As he explained, many think that people like Newton or Einstein were excellent students and that genius comes from extrapolating from those genius students. As if giving AI systems the ability of the world’s best students is enough. But it’s not.
“To create an Einstein in a data center, we don’t just need a system that knows all the answers, but rather one that can ask questions nobody else has thought of or dared to ask.”
It’s a powerful message and probably true. While Altman claimed that superintelligence could accelerate scientific discovery, and Anthropic CEO Dario Amodei claimed AI development would help formulate cures for most types of cancer, the reality is different.
And the reality, according to Wolf, is that AI systems don’t generate new knowledge “by connecting previously unrelated facts.” They simply fill in the gaps of what humans already know. This may be a somewhat negative statement because AI systems manage to generate new knowledge and new content by connecting the facts they’re trained on. We’ve seen this recently in microbiology, for example, and in all those text, image, and video works that make us wonder what creativity is and whether machines can become creative.
Wolf isn’t alone in this discourse. Former Google engineer François Chollet, who now heads the ARC Prize, agrees. According to him, AI systems can memorize reasoning patterns—used in reasoning models such as O1 or DeepSeek R1—but are unlikely to reason independently and adapt to new situations.
According to Wolf, today’s AI developments resemble outstanding, highly disciplined students—but ones that never question what they’ve been taught.

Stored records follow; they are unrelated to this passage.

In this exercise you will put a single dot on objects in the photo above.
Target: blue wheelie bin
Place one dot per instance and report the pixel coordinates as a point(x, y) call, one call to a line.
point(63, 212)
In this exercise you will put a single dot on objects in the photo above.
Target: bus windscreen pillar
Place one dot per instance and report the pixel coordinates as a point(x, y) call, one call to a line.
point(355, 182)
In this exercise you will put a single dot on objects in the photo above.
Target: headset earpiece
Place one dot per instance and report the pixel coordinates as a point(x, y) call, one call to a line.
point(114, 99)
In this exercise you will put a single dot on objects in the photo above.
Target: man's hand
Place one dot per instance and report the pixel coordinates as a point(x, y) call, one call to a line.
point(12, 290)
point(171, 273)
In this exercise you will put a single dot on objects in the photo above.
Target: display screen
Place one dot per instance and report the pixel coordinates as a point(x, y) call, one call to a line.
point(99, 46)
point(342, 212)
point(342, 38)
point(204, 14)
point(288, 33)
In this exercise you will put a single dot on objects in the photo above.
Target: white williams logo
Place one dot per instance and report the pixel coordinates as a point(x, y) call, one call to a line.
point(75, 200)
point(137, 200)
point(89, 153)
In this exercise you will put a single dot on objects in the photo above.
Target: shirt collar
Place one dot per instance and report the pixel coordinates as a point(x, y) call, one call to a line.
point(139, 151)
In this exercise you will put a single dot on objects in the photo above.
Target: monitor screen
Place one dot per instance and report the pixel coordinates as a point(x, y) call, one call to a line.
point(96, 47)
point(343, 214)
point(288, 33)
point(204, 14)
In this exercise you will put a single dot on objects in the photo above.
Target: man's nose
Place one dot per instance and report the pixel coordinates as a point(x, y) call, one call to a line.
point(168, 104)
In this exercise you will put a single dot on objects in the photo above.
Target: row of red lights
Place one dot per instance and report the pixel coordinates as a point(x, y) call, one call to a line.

They have no incentive to challenge their knowledge or propose ideas that contradict their training data. Instead, they merely answer questions that have already been asked. Wolf argues that people need AI systems capable of asking, “What if we’ve been wrong about it all along” even when all existing research suggests otherwise.
The solution he proposes is to move away from current benchmarks. He talks about an “assessment crisis” that causes tests to focus on questions with clear, obvious, closed answers. Instead, AI systems should be valued for their ability to “take bold counterfactual approaches.” That they can ask “non-obvious questions” that lead them to choose “new research paths.”
“We don’t need an A+ student who can answer every question with general knowledge. We need a B student who sees and questions what everyone else missed.”
And he may be right, of course. There’s some debate about the problem of scaling—models aren’t getting much better, despite using more resources and data than ever before—and it doesn’t seem to be the way to go for AGI.
It seems that companies have woken up and are looking for other ways. New reasoning models seem to be a more promising path, and they’re indeed succeeding in finding bold solutions. We saw it recently with those AI models that cheated to win at chess, for example. Ilya Sutskever, co-founder of OpenAI and now pursuing an AGI, has also made it clear that he’s following a different path than the one that led to the development of ChatGPT.
Will he succeed where others have failed? Who knows. But for him and others, Wolf’s perspective is crucial. Perhaps what users truly need aren’t AI systems that say yes to everything but ones that challenge what people know—or think they know.